Brendan Dunphy
'According to Honda, a fully-fueled Clarity could power the average home for about a week.' If true, this opens-up interesting possibilities to use the car for load-balancing for off-grid homes using solar, wind and other renewables.
Yasha
Looks interesting and ugly
jabloy61
My electricy bill is about $12 a week in the summer, and $80 in the winter. At a calculated $50 a week for what this car would provide... if I can swap gasoline AND home electricity for this car, at a reasonable retail price, give me a home-based hydrogen station and I am hooked.
Freyr Gunnar
Since hydrogen is currently extraced from natural gas, which can also be used to power cars… what's the point of the extra steps (natgas → hydrogen → engine)?
Catweazle
Nasty stuff high pressure hydrogen.
Difficult to store, difficult to transport and explosive in air over a very wide concentration range.
And expensive too of course, as no current method of production has anything close to a decent efficiency factor.
Cyndy
Dumb on several levels. New batteries will have short recharge times. A 10-15 recharging time would not inconvenience anyone. Hydrogen is a bad choice because of the high cost of installing it in enough fueling stations and it's fools gold without the gold. Hydrogen prices can seesaw up and down but I suspect it would be mostly up. Electric cars can be charged at home and a home can have a photovoltaic system to keep the cost of (Fuel) down and guard against rate hikes for the car and home. Hydrogen fails to offer this option. Hydrogen puts fuel costs squarely in big business hands Electric puts the cost of fuel in the owners if they choose it. Honda must be bored and needs to create "Something" but this is a strike out.
voluntaryist
I agree with Cindy. Moreover, since hydrogen is not produced at home, we are dependent on govt./big business. What could go wrong? Oh, wait, everything. I want off grid, off taxes and regulations, off of big brother's radar. Producing my own electricity to fuel my needs is a step in that direction. I would pay a little extra at first to be more independent (less slave). How can you put a price of self determination, freedom?
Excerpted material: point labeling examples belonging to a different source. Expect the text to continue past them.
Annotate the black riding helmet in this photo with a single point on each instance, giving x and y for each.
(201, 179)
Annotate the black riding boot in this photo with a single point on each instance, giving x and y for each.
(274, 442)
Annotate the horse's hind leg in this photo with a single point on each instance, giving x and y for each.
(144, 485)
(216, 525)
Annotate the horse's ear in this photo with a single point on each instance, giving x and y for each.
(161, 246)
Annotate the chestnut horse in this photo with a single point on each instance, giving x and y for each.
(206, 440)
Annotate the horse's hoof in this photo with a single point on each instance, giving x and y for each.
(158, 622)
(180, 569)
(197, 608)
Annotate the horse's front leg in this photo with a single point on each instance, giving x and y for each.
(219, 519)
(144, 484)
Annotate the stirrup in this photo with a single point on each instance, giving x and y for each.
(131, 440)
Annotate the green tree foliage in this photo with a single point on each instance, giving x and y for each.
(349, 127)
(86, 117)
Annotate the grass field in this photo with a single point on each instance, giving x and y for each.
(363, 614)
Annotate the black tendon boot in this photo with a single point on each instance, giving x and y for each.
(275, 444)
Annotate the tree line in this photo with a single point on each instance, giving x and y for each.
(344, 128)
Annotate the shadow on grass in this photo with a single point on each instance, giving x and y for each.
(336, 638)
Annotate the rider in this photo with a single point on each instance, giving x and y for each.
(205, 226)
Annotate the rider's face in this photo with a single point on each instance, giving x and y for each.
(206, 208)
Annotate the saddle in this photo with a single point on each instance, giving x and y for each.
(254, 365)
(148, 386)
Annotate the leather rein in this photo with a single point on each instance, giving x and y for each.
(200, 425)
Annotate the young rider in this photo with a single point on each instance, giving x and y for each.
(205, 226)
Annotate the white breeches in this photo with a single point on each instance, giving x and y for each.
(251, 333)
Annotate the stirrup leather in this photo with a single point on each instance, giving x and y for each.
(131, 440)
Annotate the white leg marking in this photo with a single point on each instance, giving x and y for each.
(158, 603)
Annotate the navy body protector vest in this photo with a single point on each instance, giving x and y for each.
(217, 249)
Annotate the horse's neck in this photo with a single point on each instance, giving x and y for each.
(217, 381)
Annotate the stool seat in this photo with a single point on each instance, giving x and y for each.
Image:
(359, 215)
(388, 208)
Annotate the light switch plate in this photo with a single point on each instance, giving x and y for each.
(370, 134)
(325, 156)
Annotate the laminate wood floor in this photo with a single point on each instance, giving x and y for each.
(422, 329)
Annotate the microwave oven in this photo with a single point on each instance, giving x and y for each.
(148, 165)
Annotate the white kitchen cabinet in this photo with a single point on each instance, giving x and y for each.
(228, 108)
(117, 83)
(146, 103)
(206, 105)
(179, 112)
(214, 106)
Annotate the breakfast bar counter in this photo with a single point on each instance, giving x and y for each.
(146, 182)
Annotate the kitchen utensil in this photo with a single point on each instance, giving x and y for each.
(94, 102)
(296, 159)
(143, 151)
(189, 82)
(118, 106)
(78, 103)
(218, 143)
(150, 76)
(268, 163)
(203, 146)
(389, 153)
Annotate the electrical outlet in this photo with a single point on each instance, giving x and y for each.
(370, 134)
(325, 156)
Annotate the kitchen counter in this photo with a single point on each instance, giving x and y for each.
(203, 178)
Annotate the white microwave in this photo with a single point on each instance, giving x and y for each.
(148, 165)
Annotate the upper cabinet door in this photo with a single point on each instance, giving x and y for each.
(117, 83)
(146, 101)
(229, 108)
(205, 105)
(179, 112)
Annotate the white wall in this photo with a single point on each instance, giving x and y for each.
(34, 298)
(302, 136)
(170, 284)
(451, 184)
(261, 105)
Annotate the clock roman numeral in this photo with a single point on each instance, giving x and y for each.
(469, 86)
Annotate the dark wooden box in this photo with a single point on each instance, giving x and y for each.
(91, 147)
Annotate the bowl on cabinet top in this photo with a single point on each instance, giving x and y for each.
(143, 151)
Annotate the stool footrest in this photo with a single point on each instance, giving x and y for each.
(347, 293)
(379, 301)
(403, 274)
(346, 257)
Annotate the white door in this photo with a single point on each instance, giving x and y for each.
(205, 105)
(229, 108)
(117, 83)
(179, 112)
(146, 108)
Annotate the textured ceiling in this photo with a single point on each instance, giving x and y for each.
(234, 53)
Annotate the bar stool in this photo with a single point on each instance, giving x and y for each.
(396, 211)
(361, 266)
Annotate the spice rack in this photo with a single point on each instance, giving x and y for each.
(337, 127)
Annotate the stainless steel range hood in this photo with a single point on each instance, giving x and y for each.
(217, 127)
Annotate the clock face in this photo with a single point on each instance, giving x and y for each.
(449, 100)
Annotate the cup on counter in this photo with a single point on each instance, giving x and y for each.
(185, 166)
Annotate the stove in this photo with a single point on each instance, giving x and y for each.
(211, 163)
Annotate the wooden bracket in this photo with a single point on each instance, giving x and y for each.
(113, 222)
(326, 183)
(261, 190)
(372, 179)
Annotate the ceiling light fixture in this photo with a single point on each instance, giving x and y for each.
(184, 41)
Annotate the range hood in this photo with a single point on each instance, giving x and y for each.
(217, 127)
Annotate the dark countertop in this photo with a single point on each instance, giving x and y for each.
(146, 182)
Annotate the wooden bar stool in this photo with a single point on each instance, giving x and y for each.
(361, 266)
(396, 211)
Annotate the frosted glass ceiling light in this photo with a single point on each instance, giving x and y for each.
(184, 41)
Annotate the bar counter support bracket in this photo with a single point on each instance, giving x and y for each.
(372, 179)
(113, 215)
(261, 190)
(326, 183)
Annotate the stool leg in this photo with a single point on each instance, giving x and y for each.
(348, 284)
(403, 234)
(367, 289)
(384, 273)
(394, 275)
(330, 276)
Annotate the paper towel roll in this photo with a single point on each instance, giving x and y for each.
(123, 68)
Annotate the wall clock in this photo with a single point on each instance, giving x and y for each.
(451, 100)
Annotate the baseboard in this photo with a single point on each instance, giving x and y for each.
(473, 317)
Live and let live (let others put their faith in govt.), I put my confidence in private enterprise.
Stephen N Russell
Just need more H2 stations then were good to Go same for EV charging centers.
antiguajohn98
Hydrogen cars are a Rube Goldberg device that violates the KISS principle.
You first have to spend energy to make the hydrogen then you ave to store - transport - store again and have a manned service point.
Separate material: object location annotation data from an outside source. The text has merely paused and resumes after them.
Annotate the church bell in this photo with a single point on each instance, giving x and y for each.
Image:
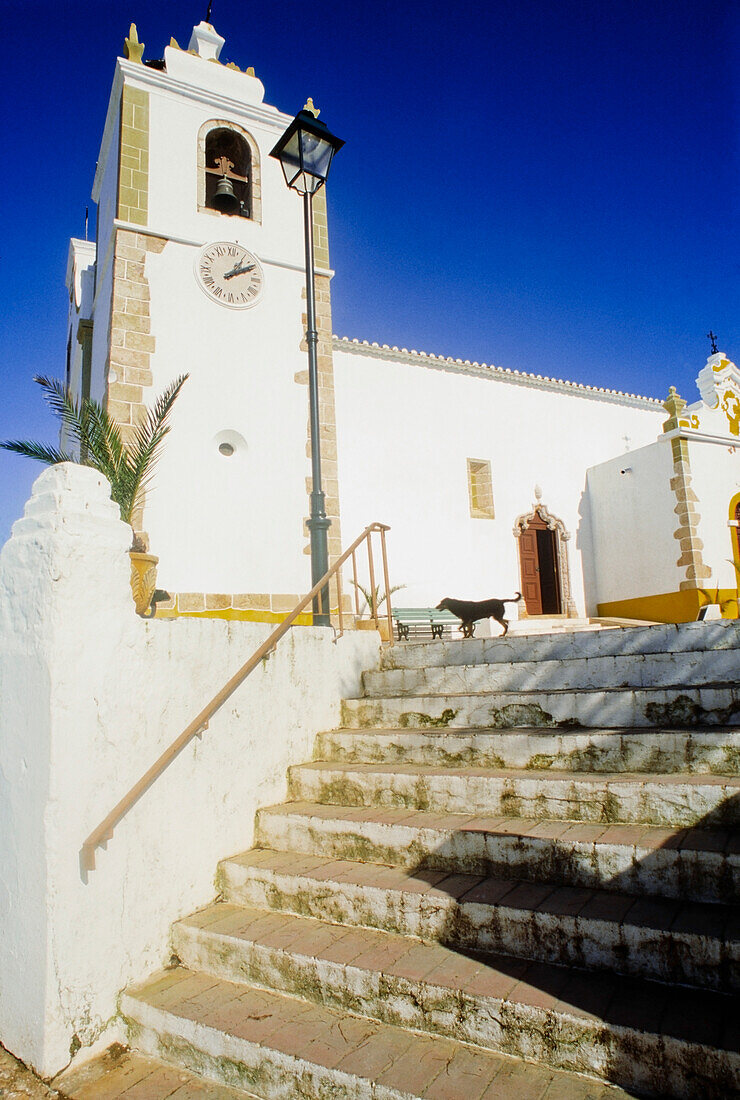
(224, 199)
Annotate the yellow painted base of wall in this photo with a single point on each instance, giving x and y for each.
(233, 614)
(670, 606)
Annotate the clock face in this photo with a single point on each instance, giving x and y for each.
(229, 274)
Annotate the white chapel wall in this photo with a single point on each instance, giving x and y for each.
(629, 513)
(89, 696)
(716, 481)
(406, 430)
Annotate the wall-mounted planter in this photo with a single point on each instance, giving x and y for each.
(143, 579)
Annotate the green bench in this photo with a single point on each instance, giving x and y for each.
(421, 620)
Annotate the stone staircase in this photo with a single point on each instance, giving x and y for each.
(522, 848)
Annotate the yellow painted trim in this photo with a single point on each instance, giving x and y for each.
(670, 606)
(735, 535)
(666, 607)
(233, 614)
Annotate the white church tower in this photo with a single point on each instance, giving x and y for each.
(198, 267)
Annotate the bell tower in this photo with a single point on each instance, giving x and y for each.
(198, 267)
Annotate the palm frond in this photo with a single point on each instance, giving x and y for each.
(144, 451)
(376, 600)
(128, 466)
(31, 450)
(59, 399)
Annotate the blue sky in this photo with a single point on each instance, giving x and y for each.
(544, 185)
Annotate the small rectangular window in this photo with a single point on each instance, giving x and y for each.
(479, 488)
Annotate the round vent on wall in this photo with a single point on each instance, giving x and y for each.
(229, 446)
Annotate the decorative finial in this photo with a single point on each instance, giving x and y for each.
(673, 405)
(133, 50)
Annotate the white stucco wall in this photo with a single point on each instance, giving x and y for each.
(630, 520)
(214, 521)
(406, 428)
(716, 481)
(89, 696)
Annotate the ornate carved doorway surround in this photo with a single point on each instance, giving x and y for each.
(543, 562)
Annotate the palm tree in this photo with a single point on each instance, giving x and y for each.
(376, 600)
(99, 441)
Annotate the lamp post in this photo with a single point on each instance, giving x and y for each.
(305, 152)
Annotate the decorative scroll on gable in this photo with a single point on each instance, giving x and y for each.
(718, 413)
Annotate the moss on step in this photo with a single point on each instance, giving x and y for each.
(415, 719)
(685, 713)
(521, 714)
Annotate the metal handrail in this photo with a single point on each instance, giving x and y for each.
(102, 834)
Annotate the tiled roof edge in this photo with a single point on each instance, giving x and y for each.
(486, 371)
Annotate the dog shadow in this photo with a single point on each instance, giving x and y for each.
(567, 945)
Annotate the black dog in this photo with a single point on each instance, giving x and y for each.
(471, 611)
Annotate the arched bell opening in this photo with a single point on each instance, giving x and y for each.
(228, 171)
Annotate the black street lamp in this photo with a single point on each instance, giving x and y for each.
(306, 151)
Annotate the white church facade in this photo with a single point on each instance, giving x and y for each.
(588, 501)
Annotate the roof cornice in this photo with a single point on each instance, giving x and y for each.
(495, 373)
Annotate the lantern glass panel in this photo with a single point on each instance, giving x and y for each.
(290, 160)
(317, 154)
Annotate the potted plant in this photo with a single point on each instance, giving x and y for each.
(98, 442)
(373, 602)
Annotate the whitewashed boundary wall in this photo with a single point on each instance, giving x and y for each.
(89, 696)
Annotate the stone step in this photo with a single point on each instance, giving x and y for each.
(674, 800)
(132, 1076)
(697, 751)
(621, 670)
(663, 638)
(497, 1003)
(286, 1048)
(606, 708)
(694, 864)
(686, 943)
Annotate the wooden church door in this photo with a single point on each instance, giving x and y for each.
(530, 572)
(540, 567)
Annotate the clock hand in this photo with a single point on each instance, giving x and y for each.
(239, 271)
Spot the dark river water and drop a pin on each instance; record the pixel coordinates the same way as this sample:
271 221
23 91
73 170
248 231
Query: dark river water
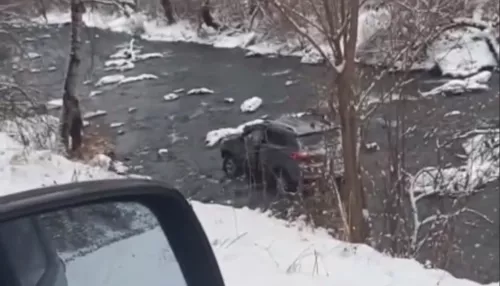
180 126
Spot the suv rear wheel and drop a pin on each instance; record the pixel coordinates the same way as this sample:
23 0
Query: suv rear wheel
231 167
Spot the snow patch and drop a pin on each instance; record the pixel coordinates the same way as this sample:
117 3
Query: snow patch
458 52
215 136
95 93
144 76
243 240
110 79
171 97
462 52
54 103
93 114
251 104
116 124
481 166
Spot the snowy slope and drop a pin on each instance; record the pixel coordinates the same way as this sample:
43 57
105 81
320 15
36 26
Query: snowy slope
252 248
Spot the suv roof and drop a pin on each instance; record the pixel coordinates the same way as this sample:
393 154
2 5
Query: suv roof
302 125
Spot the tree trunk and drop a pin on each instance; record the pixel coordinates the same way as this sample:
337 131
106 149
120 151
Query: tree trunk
168 10
71 121
356 203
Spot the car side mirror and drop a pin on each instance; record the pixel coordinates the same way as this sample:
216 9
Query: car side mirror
109 232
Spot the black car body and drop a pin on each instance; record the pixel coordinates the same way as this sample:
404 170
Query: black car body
288 151
28 257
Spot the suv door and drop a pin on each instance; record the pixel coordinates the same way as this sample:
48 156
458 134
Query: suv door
253 141
28 256
275 152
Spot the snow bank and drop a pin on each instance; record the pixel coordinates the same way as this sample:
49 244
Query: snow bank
35 132
251 104
462 52
251 248
457 53
121 79
458 86
482 153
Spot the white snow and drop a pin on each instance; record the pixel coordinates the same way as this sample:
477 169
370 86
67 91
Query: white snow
149 56
459 52
54 103
95 93
162 151
452 113
93 114
110 79
171 97
119 64
251 247
33 55
144 76
116 124
200 91
121 79
251 104
215 136
458 86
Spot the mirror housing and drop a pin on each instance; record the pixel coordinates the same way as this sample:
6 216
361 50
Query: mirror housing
173 212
On the other and with an EV you generate electricity send it over power lines to an unmanned station and furthermore I do believe electricity moves slightly faster than hydrogen by truck.
Scientia Non Domus (Knowledge has No Home)
antiguajohn
David F
As much as I prefer series-hybrid designs like the Clarity and i3, perhaps HFC technology would be better used as a means of storing unused energy from the ever-increasing number of solar PV installations. PV won't help when the lights go out (due to idiotic government legislation), but it could if the energy can be stored by splitting methane (perhaps generated from anaerobic digestion) or water.